Anche se era stato mandato lì per motivi di protezione, inizialmente era stato trattato come un delinquente. “Mi hanno chiesto ‘cosa hai fatto?’ Hanno fatto molte domande. Mi hanno messo in una stanza per vedere se ero violento, c’era sempre qualcuno che mi osservava. Mi sono chiesto, cosa ci faccio qui?

Era il 1992, ancora non ha la risposta.

“All’inizio durava 30 giorni, poi è continuato, diventando sempre più lungo. Mi sono subito istituzionalizzato, sono passato tra i muri e il quadro.

“Da qualche parte mi sono detto che era meglio, non prendevo schiaffi. E quando volevo andarmene, sono scappato e si sono scambiati di posto”.

Ha accolto tre famiglie e una decina di centri di riabilitazione, luoghi che teoricamente dovrebbero accogliere i casi più gravi. Non come Luciano.

Non ha fatto troppe onde, nemmeno poche, tanto da ritrovarsi a volte in isolamento. In alcuni luoghi frequentava la scuola diurna, in altri la scuola interna, dove venivano insegnate solo le materie di base.

Stava andando abbastanza bene.

Ciò che ha visto lo ha segnato, come quello che è stato fatto a un giovane, “Saint-Laurent”, che “è stato lasciato per almeno sei mesi nel reparto di sicurezza, 23 ore al giorno. Poteva uscire solo per lavarsi. È certo che si ribellava, che voleva staccargli la testa! Non pensavo fosse normale, stavo impazzendo. È morto oggi, si è suicidato”.

Lucian non ce l’ha contro gli oratori, ma “contro il sistema che li circonda”, che non è fatto per i bambini. “Avevo dei bravi oratori, ma non avevano le risorse o i mezzi per aiutarmi. Sono stato trattato come un criminale quando ero la vittima.
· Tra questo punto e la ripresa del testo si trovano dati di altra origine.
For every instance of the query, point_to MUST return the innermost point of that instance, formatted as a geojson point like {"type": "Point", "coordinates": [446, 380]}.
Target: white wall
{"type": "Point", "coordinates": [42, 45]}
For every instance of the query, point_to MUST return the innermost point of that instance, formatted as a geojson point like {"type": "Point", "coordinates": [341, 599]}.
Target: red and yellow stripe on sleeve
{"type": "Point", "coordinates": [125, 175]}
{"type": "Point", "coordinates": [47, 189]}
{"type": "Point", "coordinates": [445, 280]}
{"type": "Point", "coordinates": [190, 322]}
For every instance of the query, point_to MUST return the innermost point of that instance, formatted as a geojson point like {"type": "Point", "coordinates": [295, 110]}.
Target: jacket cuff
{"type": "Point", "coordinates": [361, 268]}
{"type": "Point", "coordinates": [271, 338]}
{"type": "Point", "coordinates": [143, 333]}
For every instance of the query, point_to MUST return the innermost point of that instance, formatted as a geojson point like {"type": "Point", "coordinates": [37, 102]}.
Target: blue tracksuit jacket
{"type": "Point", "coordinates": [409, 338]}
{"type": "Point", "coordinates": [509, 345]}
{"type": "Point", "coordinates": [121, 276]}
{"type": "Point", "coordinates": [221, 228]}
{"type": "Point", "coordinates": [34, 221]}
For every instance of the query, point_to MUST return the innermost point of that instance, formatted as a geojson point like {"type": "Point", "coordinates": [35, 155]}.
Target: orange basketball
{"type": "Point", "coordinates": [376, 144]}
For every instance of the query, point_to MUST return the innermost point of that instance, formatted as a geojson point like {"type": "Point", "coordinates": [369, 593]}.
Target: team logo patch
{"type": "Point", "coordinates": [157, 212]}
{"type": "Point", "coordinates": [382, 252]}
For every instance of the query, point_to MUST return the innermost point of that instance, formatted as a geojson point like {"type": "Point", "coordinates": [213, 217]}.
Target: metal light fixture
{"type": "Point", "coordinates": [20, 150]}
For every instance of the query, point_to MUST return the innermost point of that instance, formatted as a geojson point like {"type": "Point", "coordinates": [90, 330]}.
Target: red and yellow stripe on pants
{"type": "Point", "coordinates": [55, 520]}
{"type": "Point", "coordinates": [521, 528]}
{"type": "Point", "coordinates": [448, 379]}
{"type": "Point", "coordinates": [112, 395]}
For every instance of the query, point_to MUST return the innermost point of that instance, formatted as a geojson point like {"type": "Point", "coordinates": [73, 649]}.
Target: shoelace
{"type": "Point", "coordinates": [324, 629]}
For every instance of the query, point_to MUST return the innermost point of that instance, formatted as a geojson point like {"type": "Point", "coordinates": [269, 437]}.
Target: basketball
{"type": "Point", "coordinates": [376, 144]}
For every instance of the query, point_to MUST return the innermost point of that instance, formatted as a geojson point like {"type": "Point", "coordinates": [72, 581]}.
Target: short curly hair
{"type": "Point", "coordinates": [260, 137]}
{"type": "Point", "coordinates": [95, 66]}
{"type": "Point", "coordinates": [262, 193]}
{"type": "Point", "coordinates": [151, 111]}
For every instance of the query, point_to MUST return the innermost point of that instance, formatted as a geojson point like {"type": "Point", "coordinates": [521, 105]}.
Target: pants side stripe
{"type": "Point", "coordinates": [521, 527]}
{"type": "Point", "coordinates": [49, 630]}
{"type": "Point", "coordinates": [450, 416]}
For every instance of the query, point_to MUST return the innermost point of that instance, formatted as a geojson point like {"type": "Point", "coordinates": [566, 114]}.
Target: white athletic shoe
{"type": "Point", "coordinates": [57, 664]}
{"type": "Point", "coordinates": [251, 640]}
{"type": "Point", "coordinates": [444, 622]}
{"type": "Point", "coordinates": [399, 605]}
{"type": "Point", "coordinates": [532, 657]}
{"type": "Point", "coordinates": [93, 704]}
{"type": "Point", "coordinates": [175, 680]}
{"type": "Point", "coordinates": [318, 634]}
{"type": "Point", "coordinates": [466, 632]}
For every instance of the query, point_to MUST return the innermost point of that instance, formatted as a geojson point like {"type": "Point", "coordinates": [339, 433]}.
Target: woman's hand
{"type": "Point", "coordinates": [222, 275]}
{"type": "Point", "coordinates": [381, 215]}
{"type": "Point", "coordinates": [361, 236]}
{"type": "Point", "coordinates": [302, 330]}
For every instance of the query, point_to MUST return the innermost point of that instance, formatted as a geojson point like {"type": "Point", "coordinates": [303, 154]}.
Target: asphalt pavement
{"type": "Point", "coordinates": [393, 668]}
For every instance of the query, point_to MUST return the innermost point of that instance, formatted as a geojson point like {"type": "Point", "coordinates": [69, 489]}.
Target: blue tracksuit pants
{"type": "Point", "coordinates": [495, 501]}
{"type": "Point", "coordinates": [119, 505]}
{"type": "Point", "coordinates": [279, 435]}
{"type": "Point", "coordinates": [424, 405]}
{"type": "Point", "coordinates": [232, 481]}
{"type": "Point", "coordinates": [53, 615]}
Abbiamo identificato ogni protesta come delinquenza, era un’incomprensione”.

Questo stesso sistema che si perpetua oggi, che genera le storie dell’orrore che fanno notizia, come quella di questa famiglia affidataria in cui dei giovani sono stati aggrediti sessualmente per anni, perché non credevano a un bambino che aveva denunciato la situazione, nel 2004. Così Un bambino di otto anni, non molto tempo fa, che è stato ricoverato in un centro di riabilitazione dove ha subito più di 700 contenzioni in meno di due anni.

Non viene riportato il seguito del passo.